MMDA operations manager Bong Nebrija was quick to deny that his agency has anything to do with the ban, adding that MMDA traffic constables are not empowered to apprehend violators of the controversial policy. It turns out the MMDA has jurisdiction over Sales Bridge, where at least five placards bearing the advisory for the sub-400cc motorcycle ban were placed prior to the policy’s implementation.
At nighttime after rush hour, yours truly passes through Sales Bridge proceeding to East Service Road. Upon the implementation of the ban, we found that only MMDA traffic enforcers are left alone at the entry point of the small road connector at that time of day. Also, the blue boys were just watching small motorcycles entering the Osmeña Highway.

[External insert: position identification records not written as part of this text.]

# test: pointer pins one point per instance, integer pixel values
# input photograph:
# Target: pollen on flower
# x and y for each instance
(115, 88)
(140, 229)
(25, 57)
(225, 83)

In a press conference held today, July 24, Angkas cited the existing Department Order (DO) No. 2007-38, which was issued by the Department of Transportation and Communications (DOTC) 19 years ago, in refuting the legality of the controversial policy. DO 2007-38 provides the rules and regulations governing the use of Limited Access Facilities (Expressways) by Motorcycles. Fomer Land Transportation Franchising and Regulatory Board (LTFRB) board member Ariel Inton, now an advocate of commuter safety, showed up at the media conference to support the riders' cause.
“The DOTC (now the Department of Transportation) orders that only motorcycles with an engine displacement of at least 400 cubic centimeters (cc) shall be allowed to operate within the limited access facilities and subject to certain conditions (i.e., compliance with RA 4136 or the Land Transportation and Traffic Code of the Philippines, particularly on roadworthiness, safety standards, and licensing requirements),” the group said.
However, the group pointed out that expressways identified by DO 2007-38 as ‘Limited Access Facilities’ includes the following:
- South Luzon Expressway (SLEX)
- North Luzon Expressway (NLEX)
- South Metro Manila Skyway
- Southern Tagalog Arterial Road (STAR) Tollway
- Subic-Clark-Tarlac-Expressway (SCTEX)
“The exclusive enumeration provided by the law shows that Osmeña Highway is not a Limited Access Facility,” the motorcycle groups emphasized.
According to the riders, Osmeña Highway starts from Quirino Avenue in Paco, Manila, and goes straight to Alabang, Muntinlupa. This major thoroughfare also covers the Buendia Flyover in Makati City.
“The part of Osmeña Highway which passes through Manila, Makati, Pasay, and Taguig is toll-free. Osmeña Highway only becomes a toll road past the Sales Interchange, which is then part of SLEX,” the motorcycle groups argued. “The area where the ban is being imposed was formerly a part of SLEX. This road section stretches from Sales Bridge in Pasay City to Quirino Avenue in Manila.”
With these, the motorcycle groups argued that the ban on sub-400cc bikes on Osmeña Highway is contrary to the provisions of DO 2007-38, and that the TRB has no power to impose its authority on this busy road stretch.
Royeca pointed directly to the SOMCO as being responsible for the drafting of the policy, adding that the company had only instructed the TRB to implement it. “Why is it that only Skyway O&M Corporation is giving the order?” he asked. “Can a private organization now dictate the use of public roads and facilities?”